Dulu waktu masih SD saya pernah baca di sebuah buku bahwa dahulu jaman raja-raja Jawa, ada seorang putri yang menolak dinikahkan (atau seorang putri raja yang patah hati?) terus berlari-lari menuju ke tengah lautan yang berombak besar hingga lenyap ditelan ombak.
Kemudian di masyarakat munculah kepercayaan bahwa di Laut Selatan ada ratunya yaitu si Nyai Roro Kidul. Menurut kepercayaan, kalau sedang berada di pantai selatan kabarnya anda dilarang memakai baju hijau, nanti anda dikejar-kejar ombak.

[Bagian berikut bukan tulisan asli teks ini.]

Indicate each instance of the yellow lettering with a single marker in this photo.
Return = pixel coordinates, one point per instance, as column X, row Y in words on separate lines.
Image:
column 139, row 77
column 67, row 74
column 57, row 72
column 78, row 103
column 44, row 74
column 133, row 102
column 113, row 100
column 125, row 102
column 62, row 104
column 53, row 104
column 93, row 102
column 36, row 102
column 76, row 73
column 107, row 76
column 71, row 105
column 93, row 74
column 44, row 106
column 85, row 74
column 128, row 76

Laut di sebelah selatan pulau Jawa dan juga Sumatera berbeda dengan laut sebelah utara Pulau Jawa dan Sumatera. Laut Selatan berombak besar dikarenakan adanya palung (trench) yang dalam dan memanjang dari sebelah selatan pulau Bali hingga pulau Sumatera dan juga hubungannya dengan lautan luas yaitu Samudera Hindia.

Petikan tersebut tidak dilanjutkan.